A Classifier based on Twitter data to determine how likely a bit of text is to be a Russian Troll tweet, or to measure the influence of Russian Trolls on our own posts and text. For the sake of convienience, 'Russian' in the following context refers to those tweets that were found to be from a known twitter handle of the Internet Research Agency of Russia, and have nothing to do with the Russian people in general.
- Sentiment 140 1,600,498 Tweets (Circa 2010)
- Cheng-Caverlee-Lee September 2009 - January 2010 Twitter Scrape
Non-russian tweets were chosen from 2009-2010 in order to avoid 'tainted' tweets in the dataset; the hypothesis here is that Russian Trolls (read: Internet Research Agency) have had a negative effect on our social media experience and are partly responsible for the great divides we are seeing in our society today. To determine if there is Russan Troll influence in a tweet, I needed to use what we sounded like before the social media campaigns started, hence the timeline.

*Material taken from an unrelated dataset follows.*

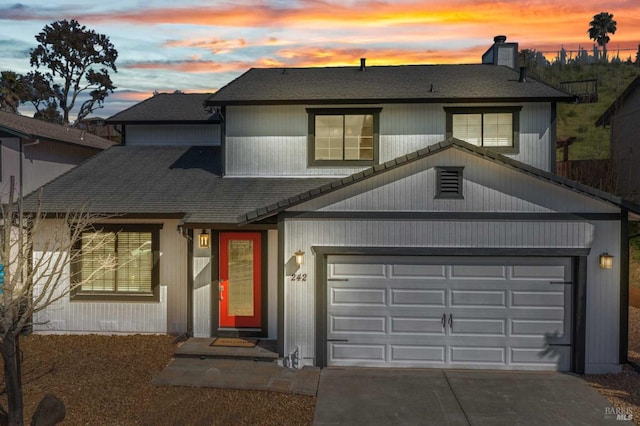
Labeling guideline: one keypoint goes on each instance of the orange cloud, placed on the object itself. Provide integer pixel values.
(190, 66)
(215, 46)
(129, 95)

Using the power of Left Joins, I discovered 25,837 Russian Tweets in the non-Russian sets above. I removed these before joining.

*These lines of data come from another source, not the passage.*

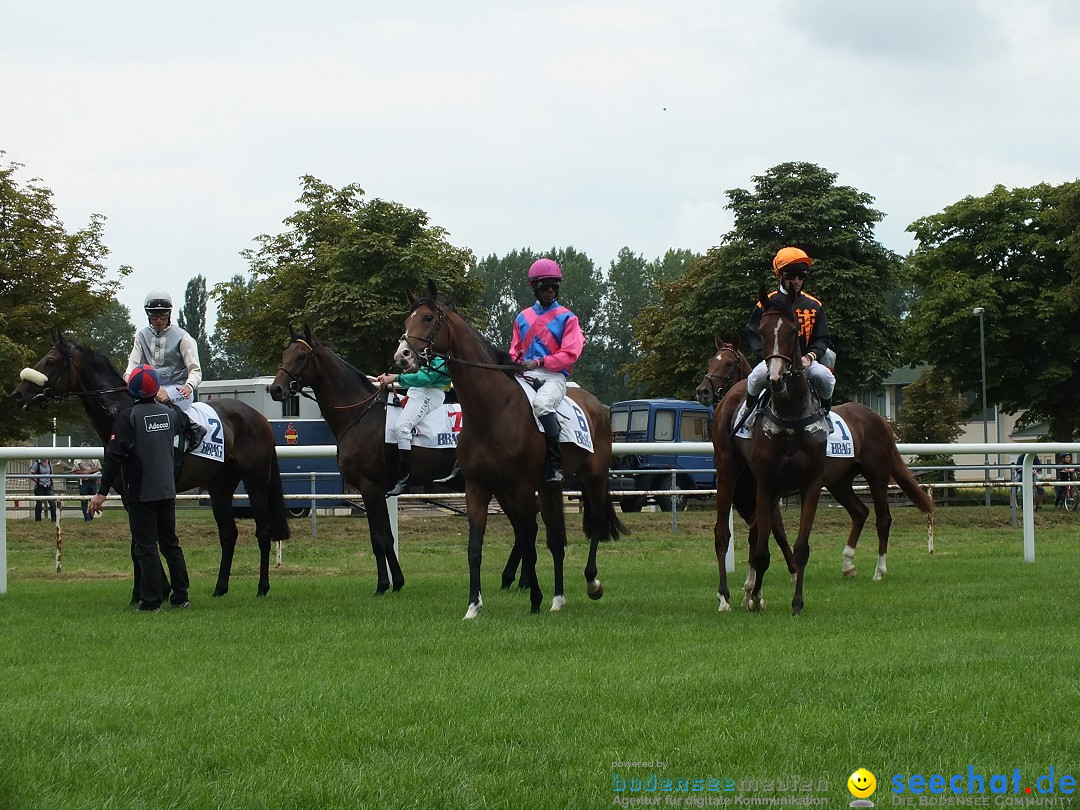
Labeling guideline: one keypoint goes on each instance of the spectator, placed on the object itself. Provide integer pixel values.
(88, 485)
(41, 472)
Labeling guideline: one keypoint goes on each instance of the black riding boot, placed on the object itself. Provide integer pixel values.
(402, 485)
(553, 462)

The ultimate goal of this is to measure 'Russian' influence over modern social media language useage, and to do that I needed to remove things that were time-dependent in a social context, and to allow future ideas to be analyzed based on the language used, not the subject matter. In other words, I had to replace nouns and other parts of speach.
To do this, I ended up with the following preprocessor. First, I removed specific '@' referneces and replaced them with the phrase "_at_someone_", and did the same for links ("_link_") and #Hashtag ("_hashtag_"). Then removed all punctuation aside from the underscores. From there, I used part of speach tagging from nltk to sort through the parts of speach and keep certain words and reject others based on the part of speach. I kept prepositions (IN), verbs of all sorts (contains V), determiners (DT), coordinating conjunctions (CC), and all of my tagged twitter functions above. The rest I set to the part of speach tag from nltk. This helped to remove the nouns, gendered pronouns (example, anti-Obama and anti-Hillary Clinto speach would be treated differently with him vs her, but now would be the same), and even adverbs and the like, while keeping verbs, words such as 'all' or 'some', etc. This took over 3 hours to tag the tweets.
I crated a tfidf vectorizer based on ngrams in the rang of 2-5, with a minimum of 500 document occurences and a maximum of 70% of documents (as recommended to eliminate stop-words). From there the results were scaled in order to use l1-normalization on the vector. See here for details.
Using a hold-out set , a training set, and a test set, I ran Logistic Regression using lasso normalization in order to just eliminate the phrases that didn't contribute to determining if a tweet was Russian or not. Training Data got a score of 0.896, with test at 0.894, and the hold-out set was at 0.91.